Il tema del potere. Ed è vero altresì del tema del potere. L'angoscia e la solitudine, la disperazione e la follia, il senso del vuoto, dell'illusorietà, della precarietà della vita, tutto ciò che lacera la nostra coscienza e tutti i segni delle nostre contraddizioni, nevrosi e paure, trovano nel Re Lear una drammatica lancinante prefigurazione, efficace e dolorosa, in quanto espressa in un linguaggio molto vicino a quello della drammaturgia contemporanea.
Se nel Re Lear c'è una desolazione e una angoscia in cui l'uomo in assoluto può riconoscere la propria e l'uomo del nostro tempo un'immagine della propria condizione c'è anche il riconoscimento di alcuni fondamentali valori che possano dare un senso, una ragione, alla vita.

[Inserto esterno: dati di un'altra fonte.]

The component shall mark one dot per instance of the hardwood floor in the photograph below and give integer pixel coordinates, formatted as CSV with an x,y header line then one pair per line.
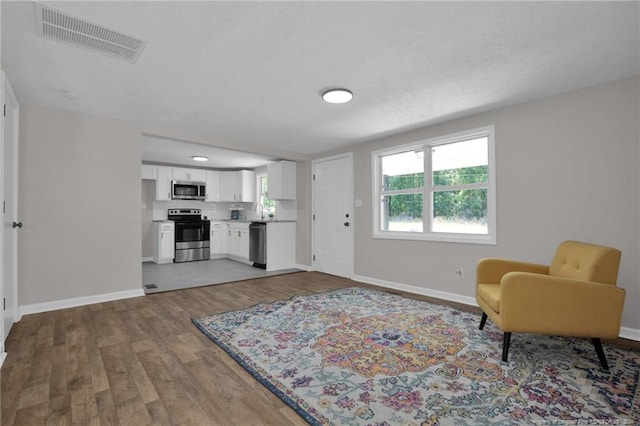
x,y
141,361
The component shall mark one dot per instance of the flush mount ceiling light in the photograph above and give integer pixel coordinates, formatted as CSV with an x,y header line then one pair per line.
x,y
337,96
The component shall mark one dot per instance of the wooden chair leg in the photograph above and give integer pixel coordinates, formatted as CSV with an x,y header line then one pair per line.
x,y
483,320
603,360
506,341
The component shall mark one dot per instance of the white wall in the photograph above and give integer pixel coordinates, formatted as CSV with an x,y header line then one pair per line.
x,y
567,168
80,204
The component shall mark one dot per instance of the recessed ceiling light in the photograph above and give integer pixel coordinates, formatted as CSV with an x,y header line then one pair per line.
x,y
70,94
337,96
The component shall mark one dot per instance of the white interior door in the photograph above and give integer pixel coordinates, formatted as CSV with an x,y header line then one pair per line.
x,y
10,221
333,215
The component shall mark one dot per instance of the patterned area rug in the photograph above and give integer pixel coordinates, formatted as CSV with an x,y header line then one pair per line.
x,y
357,356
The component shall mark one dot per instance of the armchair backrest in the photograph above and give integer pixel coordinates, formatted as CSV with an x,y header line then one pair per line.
x,y
584,261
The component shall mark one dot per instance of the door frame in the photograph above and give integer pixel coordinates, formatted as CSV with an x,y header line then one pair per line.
x,y
349,156
7,90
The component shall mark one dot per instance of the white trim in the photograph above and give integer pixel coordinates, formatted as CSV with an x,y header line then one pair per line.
x,y
36,308
305,268
452,297
625,332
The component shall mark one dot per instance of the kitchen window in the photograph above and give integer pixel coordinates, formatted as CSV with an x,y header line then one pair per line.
x,y
441,189
262,186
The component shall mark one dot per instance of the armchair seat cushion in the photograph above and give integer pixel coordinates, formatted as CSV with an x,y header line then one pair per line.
x,y
490,294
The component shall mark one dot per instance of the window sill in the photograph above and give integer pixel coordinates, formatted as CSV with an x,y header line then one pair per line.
x,y
436,237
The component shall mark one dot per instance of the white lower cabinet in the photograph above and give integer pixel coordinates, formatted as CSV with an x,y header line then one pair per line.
x,y
218,243
163,241
238,241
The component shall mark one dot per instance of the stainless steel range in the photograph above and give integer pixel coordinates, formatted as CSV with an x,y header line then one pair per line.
x,y
192,235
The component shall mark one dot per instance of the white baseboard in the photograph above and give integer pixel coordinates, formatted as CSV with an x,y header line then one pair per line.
x,y
630,333
625,332
306,268
77,301
452,297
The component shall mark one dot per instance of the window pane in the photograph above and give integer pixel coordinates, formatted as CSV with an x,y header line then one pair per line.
x,y
402,213
463,211
461,162
403,171
268,205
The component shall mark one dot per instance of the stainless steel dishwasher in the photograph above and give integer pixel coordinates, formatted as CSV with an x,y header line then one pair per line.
x,y
258,244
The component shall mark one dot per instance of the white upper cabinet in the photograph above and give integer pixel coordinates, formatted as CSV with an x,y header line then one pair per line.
x,y
213,186
238,186
194,175
281,180
247,186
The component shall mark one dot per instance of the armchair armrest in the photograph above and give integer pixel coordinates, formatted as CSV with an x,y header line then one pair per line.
x,y
534,303
491,270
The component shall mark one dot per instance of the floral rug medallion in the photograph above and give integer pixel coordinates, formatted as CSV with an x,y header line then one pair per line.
x,y
363,357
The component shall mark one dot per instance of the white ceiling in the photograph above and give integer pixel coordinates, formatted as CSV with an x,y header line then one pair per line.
x,y
250,74
170,151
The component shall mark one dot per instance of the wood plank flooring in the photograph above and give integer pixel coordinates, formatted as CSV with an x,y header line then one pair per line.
x,y
141,361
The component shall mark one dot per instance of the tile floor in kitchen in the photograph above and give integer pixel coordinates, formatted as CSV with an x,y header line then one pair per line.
x,y
176,276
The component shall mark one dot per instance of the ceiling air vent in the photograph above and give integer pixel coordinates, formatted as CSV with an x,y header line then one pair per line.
x,y
58,25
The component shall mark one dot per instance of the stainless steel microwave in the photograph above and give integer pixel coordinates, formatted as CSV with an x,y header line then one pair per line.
x,y
186,190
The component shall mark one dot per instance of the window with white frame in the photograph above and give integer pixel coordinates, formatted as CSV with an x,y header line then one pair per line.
x,y
440,189
262,187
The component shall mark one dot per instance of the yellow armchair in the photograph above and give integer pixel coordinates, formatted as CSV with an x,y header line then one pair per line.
x,y
576,295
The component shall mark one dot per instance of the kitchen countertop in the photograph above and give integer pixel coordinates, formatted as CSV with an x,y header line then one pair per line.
x,y
250,221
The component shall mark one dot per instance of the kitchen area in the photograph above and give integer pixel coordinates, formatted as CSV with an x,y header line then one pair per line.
x,y
204,226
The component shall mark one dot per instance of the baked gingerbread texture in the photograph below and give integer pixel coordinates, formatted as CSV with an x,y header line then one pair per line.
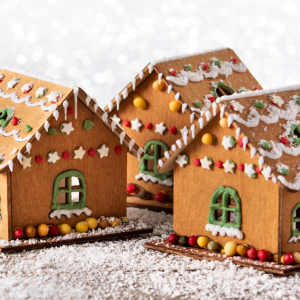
x,y
163,101
236,172
62,157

Il tema della maturità. "La maturità è tutto" dice Edgar e la maturità, ripeness, che Lear e Gloucester, Edgar, Kent e Albany, faticosamente conseguono è appunto la capacità di vivere e morire con la consapevolezza che l'esistenza non è, malgrado tutto, il gioco capriccioso degli dei di cui dice Gloucester e nemmeno il "grande palcoscenico di pazzi" evocato da Lear, ma un arduo, lento, doloroso e fin crudele cammino verso una verità che tutto contribuisce a oscurare. Un mondo crolla, qui, ed è il mondo medioevale e, insieme, il sistema ideologico e sociale ad esso legato con cui l'età elisabettiana si era sostenuta per decenni. Ma il Re Lear è anche il treno su cui Shakespeare ridisegna una fisionomia dell'uomo, ritrova un ordine in base al quale vivere e in base al quale costruire una tragedia. E il Re Lear è grande tragedia moderna perché quest'ordine non è fuori o al di sopra dell'uomo e non è un ordine trascendente che è dato acquistare come nel dramma medioevale verso un intervento soprannaturale. Nonostante l'uso frequente di immagini attinte all'esperienza religiosa, quest'ordine è laico, è umano, e l'uomo lo cerca nella propria coscienza e umanità.

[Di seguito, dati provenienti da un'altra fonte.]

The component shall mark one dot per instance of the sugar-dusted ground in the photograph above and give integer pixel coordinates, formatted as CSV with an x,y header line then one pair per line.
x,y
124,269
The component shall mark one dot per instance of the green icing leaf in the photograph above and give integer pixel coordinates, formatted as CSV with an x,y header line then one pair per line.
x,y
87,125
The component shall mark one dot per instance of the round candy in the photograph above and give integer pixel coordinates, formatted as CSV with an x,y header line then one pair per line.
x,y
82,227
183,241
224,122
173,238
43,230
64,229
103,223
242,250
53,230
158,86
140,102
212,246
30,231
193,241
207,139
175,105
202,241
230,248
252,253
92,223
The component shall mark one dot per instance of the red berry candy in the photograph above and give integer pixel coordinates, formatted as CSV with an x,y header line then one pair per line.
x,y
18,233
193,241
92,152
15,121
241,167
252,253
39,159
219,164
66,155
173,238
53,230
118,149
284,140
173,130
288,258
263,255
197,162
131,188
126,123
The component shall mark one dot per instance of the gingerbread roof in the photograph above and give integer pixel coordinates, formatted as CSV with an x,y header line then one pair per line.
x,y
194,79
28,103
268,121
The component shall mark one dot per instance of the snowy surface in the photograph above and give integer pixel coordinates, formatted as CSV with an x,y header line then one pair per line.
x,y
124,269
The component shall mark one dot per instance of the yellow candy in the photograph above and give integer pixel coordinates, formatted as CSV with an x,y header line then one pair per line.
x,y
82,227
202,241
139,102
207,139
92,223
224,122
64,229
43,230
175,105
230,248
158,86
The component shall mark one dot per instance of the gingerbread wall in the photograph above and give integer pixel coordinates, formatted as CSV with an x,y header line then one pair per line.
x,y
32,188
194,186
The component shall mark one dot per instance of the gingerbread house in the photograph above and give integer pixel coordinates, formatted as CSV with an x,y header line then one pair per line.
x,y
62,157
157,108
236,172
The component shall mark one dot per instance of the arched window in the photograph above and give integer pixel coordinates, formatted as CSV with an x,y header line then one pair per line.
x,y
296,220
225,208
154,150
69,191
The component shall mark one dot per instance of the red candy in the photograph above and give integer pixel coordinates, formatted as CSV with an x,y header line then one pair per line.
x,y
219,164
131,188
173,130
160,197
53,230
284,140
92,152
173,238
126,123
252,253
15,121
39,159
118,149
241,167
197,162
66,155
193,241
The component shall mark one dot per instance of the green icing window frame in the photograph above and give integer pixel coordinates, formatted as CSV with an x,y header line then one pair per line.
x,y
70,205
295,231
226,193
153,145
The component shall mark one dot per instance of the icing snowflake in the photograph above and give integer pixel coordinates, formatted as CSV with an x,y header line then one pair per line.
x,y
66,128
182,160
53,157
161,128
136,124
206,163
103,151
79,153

Certo, è un ordine fondato su quel dubbio che Amleto scopriva come essenza del vivere: precario, fragile. Ma alcuni valori (come la solidarietà, l'amore e la pietà) si scorgono e vivono, tra le rovine, e alcuni personaggi li hanno riconosciuti e fatti propri, attraverso le proprie stesse colpe ed errori. Il palcoscenico, alla fine, è coperto di cadaveri ma Edgar, il figlio di Gloucester resta sulla scena, accettando il proprio destino, la propria condizione storica. Perché Edgar, estenuato dall'esperienza patita eppure fortificato da essa è appunto l'uomo moderno, consapevole dei propri limiti e della propria fragilità ma anche della possibilità di affrontare la realtà e di agire su di essa. E' il nuovo principe che, reso maturo dal dolore e dalla stessa degradazione, potrà durare un qualche precario equilibrio al "mondo fuor di sesto".